I’ve never been particularly good at figuring out who I am, from a work standpoint. I’m good at a lot of things, but passionate about fewer things. Still, I’m passionate about a number of things, and I can’t seem to land on one of them. I think of myself first as a maker, a dabbler in the creative arts. Writing, painting, sculpting, designing, taking photographs — all of these activities give me the greatest amount of satisfaction among the various types of work.

But I’m also a good relationship builder, communicator, researcher, team builder, analyst, and strategist. These skills are more marketable as a professional, but ultimately less satisfying on a human level. They pay the bills, as it were, so that I can spend my free time (what little there is with my brood of children running amok in the world) pursuing the creative arts. To what end? For the joy of it, surely, but also for the elusive promise of commercial success, the ultimate validation of the artist in the modern world.

The Internet has surely changed things for creatives. There are so many outlets for your work, and you feel this overarching need to cram as much of it as you can into as many venues as possible. Some of these venues are for mere exposure or sharing, others are so you can make a buck. Some are professional, others are personal. Right now I write for at least five different websites, have my design work front and center (though uncredited) on my company’s website, have artwork and photos in at least three different places (not including Facebook), have opened an Etsy store for my sculptures (only one little minion in there now who happens to be pretty damn spendy, give it time though…I have a shelf full of them and they won’t all cost that much), and have a bunch of t-shirts and bumperstickers dispersed through several stores on Zazzle and CafePress. None of this includes the creative sharing that’s happening on an almost day-to-day basis on Facebook, Twitter, and Instagram, or the content creation I do through Snip.It so I can hang on to all the bits and pieces I read/view/gawk at to fuel the creative process. Oh, or the 13,000 some-odd words I’ve put into my NaNoWriMo novel this month, which I obviously won’t finish in time but hope to at least finish some time.
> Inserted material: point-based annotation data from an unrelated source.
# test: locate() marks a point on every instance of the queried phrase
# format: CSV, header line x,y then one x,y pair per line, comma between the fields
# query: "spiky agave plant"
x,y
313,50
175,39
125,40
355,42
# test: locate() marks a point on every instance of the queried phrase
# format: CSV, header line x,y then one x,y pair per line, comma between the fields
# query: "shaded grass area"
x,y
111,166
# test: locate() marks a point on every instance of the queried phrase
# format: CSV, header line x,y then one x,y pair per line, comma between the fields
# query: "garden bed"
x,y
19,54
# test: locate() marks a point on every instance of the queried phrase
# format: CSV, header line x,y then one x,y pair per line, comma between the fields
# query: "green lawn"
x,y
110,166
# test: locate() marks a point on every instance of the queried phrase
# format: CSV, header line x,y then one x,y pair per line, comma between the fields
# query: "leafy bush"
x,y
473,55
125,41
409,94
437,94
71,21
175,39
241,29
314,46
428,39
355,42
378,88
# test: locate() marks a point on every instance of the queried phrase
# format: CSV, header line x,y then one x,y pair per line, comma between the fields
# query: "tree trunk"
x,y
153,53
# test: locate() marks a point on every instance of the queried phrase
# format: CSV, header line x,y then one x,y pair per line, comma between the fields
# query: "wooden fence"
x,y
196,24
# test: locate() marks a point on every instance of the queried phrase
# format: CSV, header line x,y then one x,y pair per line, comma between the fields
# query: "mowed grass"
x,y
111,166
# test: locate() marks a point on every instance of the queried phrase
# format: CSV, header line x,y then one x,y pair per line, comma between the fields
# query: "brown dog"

It’s like death by a thousand cuts. I put too much effort into too many projects in too many different places, and sometimes I wonder how many times I can go back to the well. I haven’t written in this space since freaking August. That’s crazy to me. In the back of my head, I also have this idea rattling around that I need to re-purpose this space to better reflect all the different projects I’m working on, and this ethos of being a maker of stuff, but it’s all so fragmented I don’t know how to capture it. And it takes so much damned time to do it all myself, pulling together all the pieces and finding the right technology to showcase it and turn it all into something that forms something like a coherent whole.
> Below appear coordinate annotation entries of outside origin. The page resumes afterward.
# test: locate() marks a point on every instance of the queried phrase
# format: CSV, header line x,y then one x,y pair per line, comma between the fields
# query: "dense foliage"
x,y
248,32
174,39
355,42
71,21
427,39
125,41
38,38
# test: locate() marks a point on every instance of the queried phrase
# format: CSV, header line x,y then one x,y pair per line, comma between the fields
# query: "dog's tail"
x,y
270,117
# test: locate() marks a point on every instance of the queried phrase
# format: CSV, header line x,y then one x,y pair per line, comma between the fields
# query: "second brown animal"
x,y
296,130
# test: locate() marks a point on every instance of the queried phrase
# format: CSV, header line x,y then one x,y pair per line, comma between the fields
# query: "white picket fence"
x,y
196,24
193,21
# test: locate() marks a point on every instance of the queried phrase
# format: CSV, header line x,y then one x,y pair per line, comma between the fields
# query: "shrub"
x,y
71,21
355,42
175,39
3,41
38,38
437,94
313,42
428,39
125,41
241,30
I’m probably doing something wrong. But this is how I roll. I can’t even imagine what it must be like to be more focused. It’s probably pretty neat, but then again, if my mind weren’t constantly bouncing from thing to thing like a crack-addled pinball I don’t know how it would affect my process. I piece together so many disparate sources of inspiration when I make things, and I only do that because I’m all over the place.

Are you focused? Are you not focused but have found tools to help you get there? Inquiring, ADD-riddled minds want to know.